COLOMBO, Sri Lanka — Businesses were closed, teachers absent and public transportation interrupted as Sri Lankans heeded a call for a general strike Thursday to pressure the president to step down over a growing economic and political crisis.
Business districts in the capital, Colombo, were closed, and bankers, teachers and other professionals held parades and joined the main protest site opposite the president’s office where demonstrators have gathered for weeks. Doctors and nurses said they would support the strike with demonstrations during their lunch break.
Workers on vital tea and rubber plantations and in garment factories also protested.
Sri Lanka is on the verge of bankruptcy with huge foreign debts and a lack of foreign currency, causing shortages of essential imported goods such as fuel, food and medicine.
Doctors have warned of catastrophic shortages of medicines and equipment in hospitals.
Indonesia on Thursday announced a donation of $1.6 million in medicines and hospital equipment, Sri Lanka's Foreign Ministry said.
Protesters who have crowded the streets since March hold President Gotabaya Rajapaksa and his family — who have dominated nearly every aspect of life in Sri Lanka for most of the last 20 years — responsible for the crisis.
Sri Lanka earlier suspended repayment of its foreign debts, $7 billion of which was due this year. It has foreign reserves of less than $1 billion. The resulting shortages of imported essentials have forced people to stand in lines for hours to buy limited stocks.

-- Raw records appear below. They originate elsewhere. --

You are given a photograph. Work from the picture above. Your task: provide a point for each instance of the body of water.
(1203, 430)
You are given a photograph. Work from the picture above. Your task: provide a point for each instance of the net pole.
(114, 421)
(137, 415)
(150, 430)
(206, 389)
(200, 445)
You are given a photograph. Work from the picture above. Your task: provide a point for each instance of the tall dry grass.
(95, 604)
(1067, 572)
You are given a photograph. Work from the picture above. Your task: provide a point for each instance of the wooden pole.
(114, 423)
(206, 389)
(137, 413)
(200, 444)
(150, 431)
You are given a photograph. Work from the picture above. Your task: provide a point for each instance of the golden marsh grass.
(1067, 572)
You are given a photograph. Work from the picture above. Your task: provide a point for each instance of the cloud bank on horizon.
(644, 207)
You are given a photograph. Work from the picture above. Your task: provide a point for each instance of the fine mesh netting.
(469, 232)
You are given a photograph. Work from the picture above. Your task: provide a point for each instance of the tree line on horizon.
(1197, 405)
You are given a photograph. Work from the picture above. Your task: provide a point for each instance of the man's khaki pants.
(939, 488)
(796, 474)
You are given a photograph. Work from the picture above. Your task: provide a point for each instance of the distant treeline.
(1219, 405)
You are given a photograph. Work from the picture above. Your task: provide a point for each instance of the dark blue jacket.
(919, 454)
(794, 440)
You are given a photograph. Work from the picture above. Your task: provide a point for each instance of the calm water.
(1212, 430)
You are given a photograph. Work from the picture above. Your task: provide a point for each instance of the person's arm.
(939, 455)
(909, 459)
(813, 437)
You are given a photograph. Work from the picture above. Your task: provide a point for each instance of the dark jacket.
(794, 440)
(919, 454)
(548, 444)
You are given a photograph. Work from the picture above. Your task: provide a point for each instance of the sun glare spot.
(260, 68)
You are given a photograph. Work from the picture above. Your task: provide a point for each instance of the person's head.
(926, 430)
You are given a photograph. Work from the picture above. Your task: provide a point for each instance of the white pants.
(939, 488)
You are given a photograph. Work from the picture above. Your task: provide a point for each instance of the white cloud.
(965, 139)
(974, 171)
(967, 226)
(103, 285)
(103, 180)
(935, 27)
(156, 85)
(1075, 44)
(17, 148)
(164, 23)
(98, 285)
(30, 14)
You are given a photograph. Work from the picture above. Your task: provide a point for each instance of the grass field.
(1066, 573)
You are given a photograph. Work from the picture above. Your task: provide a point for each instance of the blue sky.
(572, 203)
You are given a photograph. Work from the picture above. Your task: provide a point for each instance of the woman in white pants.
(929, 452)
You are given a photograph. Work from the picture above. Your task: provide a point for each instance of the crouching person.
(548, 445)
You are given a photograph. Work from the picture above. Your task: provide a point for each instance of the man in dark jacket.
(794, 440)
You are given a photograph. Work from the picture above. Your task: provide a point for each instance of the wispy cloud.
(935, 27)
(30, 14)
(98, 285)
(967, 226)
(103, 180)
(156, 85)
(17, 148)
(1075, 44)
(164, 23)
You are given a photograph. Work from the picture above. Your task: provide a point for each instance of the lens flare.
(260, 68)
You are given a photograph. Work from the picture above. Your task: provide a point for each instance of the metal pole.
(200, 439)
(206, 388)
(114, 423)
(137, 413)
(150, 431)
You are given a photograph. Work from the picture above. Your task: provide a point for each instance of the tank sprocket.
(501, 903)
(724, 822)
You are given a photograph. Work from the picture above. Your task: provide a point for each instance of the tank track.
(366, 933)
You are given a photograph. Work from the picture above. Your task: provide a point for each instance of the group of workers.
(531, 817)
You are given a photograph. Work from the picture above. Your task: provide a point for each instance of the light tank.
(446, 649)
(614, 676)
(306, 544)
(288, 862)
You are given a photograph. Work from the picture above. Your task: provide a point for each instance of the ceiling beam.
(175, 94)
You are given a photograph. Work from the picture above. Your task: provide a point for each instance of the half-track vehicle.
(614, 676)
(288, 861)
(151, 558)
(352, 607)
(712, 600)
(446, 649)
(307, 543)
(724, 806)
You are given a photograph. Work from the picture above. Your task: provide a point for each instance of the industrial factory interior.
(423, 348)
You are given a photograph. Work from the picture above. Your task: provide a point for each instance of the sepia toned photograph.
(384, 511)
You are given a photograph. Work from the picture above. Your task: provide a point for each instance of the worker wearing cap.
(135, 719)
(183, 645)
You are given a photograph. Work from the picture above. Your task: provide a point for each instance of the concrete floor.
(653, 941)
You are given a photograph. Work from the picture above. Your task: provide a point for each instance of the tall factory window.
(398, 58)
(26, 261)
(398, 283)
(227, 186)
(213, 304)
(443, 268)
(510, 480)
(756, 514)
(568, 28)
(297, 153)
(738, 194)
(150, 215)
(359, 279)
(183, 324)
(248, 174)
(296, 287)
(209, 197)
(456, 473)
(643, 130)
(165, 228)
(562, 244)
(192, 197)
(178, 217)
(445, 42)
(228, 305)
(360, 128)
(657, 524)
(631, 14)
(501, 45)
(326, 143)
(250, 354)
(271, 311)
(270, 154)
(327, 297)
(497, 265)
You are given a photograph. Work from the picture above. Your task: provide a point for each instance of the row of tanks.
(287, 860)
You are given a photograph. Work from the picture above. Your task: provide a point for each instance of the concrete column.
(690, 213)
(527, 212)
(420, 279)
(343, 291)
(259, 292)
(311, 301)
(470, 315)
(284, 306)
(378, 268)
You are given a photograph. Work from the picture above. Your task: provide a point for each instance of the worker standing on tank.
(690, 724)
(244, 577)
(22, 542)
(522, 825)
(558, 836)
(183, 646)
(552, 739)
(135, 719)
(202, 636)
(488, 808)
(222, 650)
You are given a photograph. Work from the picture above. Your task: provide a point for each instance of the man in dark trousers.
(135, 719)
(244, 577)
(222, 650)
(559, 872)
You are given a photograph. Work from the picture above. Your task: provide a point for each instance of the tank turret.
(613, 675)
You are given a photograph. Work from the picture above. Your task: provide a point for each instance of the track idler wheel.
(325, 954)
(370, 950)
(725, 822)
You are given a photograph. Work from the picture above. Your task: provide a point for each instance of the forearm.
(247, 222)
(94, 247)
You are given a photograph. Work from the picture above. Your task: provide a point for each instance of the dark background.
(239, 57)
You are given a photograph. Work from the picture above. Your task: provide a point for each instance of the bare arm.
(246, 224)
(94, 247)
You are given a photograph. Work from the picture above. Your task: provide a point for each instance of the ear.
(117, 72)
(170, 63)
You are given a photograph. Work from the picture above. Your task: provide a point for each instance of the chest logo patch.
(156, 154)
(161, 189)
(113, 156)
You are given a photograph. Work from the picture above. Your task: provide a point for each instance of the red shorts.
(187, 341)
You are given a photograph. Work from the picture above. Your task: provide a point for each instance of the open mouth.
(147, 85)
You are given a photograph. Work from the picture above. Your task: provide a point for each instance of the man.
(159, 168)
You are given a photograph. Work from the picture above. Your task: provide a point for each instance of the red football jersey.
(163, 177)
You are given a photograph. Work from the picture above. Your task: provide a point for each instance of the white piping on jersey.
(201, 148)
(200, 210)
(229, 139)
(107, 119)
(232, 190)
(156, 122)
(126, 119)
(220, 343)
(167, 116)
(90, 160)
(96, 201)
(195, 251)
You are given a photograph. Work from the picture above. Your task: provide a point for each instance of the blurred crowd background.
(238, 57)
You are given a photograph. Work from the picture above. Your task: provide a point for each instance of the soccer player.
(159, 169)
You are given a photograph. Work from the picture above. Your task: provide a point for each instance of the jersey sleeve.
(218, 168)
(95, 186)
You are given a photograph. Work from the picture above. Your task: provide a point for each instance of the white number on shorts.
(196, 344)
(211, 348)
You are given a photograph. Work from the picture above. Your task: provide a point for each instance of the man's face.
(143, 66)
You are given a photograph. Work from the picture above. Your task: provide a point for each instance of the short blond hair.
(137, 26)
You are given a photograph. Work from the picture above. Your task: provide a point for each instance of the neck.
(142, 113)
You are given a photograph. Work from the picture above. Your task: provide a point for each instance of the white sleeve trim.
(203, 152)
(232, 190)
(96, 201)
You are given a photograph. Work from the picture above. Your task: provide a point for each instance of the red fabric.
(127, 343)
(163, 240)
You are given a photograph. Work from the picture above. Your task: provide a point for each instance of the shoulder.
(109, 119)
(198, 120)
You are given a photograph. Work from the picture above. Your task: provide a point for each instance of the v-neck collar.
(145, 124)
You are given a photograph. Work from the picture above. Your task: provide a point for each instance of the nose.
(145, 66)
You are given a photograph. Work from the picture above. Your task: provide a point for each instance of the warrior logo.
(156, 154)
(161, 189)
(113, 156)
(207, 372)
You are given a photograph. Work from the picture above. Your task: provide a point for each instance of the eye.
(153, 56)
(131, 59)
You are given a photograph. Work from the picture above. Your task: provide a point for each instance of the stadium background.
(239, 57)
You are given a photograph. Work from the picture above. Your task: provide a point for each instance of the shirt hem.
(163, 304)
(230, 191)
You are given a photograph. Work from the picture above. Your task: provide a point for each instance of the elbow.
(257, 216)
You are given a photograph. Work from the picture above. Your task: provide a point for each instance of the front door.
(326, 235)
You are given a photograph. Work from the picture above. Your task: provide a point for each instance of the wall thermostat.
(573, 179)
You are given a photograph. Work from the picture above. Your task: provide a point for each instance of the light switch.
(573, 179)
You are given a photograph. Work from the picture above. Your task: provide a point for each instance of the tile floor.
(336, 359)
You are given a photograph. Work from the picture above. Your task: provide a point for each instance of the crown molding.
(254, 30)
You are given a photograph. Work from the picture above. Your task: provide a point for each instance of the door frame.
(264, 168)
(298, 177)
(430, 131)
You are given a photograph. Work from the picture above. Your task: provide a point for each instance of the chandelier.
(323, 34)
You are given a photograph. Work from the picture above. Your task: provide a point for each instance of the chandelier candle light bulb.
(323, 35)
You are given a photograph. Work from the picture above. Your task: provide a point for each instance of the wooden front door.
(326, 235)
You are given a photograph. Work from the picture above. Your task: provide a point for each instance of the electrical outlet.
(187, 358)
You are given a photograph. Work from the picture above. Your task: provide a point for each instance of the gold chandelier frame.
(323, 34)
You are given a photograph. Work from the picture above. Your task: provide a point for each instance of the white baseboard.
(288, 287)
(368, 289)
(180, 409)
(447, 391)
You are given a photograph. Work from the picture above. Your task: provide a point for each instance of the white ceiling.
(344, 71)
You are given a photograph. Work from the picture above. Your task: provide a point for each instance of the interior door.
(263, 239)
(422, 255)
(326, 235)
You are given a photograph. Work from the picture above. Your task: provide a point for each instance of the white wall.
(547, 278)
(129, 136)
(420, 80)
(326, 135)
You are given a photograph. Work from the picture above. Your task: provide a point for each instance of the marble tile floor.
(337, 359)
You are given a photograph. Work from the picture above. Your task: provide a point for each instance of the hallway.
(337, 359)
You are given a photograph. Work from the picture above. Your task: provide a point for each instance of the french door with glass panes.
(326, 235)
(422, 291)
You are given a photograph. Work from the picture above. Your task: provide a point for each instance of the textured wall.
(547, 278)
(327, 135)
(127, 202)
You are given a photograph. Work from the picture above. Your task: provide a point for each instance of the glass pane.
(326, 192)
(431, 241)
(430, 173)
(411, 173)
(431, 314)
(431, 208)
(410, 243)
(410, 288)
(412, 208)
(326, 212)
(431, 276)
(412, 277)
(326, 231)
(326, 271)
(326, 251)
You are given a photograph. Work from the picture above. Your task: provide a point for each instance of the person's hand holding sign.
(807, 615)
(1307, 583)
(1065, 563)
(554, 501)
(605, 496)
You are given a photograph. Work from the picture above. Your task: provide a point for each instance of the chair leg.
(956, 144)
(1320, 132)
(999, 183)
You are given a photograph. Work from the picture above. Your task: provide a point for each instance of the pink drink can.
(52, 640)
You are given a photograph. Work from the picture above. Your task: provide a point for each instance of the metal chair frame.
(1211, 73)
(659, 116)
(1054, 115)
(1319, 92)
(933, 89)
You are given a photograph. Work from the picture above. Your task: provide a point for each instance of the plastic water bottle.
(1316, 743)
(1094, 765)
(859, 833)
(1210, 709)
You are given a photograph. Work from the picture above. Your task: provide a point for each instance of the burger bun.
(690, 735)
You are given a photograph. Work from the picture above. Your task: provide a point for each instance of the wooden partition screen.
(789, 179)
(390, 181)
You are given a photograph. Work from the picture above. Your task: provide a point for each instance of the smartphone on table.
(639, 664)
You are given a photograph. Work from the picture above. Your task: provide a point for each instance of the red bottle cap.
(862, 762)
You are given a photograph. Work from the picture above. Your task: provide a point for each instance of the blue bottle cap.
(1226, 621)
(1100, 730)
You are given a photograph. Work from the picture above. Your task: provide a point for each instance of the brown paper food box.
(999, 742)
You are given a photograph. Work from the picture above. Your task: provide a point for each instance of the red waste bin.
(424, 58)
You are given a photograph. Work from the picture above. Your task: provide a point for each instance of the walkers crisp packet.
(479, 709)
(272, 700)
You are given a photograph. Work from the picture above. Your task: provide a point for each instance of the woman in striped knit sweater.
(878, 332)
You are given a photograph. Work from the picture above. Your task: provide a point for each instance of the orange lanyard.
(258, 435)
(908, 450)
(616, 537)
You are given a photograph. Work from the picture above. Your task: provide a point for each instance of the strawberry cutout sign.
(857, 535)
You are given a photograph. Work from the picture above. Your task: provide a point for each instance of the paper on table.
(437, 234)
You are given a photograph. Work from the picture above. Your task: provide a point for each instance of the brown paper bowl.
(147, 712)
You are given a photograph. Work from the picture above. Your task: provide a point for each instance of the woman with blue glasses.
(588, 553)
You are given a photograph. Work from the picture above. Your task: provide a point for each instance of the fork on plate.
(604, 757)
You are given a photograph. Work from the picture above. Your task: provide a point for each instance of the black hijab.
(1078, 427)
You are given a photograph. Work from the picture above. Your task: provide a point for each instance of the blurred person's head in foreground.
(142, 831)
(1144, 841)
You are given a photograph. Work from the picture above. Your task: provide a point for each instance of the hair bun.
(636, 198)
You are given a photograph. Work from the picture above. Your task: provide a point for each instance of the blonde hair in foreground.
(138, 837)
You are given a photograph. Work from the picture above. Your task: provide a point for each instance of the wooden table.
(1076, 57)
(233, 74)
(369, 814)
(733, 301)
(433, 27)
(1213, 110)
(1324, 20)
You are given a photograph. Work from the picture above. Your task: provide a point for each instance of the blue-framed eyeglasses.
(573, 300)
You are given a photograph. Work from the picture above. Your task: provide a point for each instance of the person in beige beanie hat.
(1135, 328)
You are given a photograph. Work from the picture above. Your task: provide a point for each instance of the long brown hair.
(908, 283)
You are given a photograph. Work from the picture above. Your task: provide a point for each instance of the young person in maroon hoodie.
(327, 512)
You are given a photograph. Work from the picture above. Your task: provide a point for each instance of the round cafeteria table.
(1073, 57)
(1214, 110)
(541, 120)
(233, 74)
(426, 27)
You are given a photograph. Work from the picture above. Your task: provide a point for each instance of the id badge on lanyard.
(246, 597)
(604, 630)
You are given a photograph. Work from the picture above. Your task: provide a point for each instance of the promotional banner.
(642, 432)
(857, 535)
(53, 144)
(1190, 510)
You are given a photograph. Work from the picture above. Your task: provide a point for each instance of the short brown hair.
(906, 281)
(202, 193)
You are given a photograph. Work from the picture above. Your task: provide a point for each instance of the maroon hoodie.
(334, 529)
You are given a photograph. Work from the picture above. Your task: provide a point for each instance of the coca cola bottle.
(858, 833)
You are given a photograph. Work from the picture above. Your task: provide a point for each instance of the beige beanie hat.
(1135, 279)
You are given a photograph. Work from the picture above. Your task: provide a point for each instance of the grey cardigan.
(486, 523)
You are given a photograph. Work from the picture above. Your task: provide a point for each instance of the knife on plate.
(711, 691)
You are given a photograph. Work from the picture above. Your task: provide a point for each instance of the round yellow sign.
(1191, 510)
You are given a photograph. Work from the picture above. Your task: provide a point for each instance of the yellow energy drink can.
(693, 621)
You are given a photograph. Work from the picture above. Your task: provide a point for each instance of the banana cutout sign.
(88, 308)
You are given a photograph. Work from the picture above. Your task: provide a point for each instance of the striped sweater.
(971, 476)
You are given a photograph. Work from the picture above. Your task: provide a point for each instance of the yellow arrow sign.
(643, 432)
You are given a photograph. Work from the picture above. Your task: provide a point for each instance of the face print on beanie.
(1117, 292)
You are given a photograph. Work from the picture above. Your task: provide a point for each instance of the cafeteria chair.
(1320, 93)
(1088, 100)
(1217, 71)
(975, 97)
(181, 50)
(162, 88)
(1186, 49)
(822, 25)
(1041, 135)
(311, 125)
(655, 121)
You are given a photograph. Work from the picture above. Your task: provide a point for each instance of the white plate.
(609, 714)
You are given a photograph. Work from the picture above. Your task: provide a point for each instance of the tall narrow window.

Government officials have blamed Russia’s war in Ukraine and the coronavirus pandemic for the debt crisis and say they have been discussing rescue plans and loan repayment with the International Monetary Fund, China and others.
Rajapaksa reshuffled his Cabinet and offered a unity government in an attempt to quell the protests, but opposition parties refused to join a government headed by the Rajapaksa brothers. The weak, divided opposition has been unable to form a majority and take control of Parliament on its own.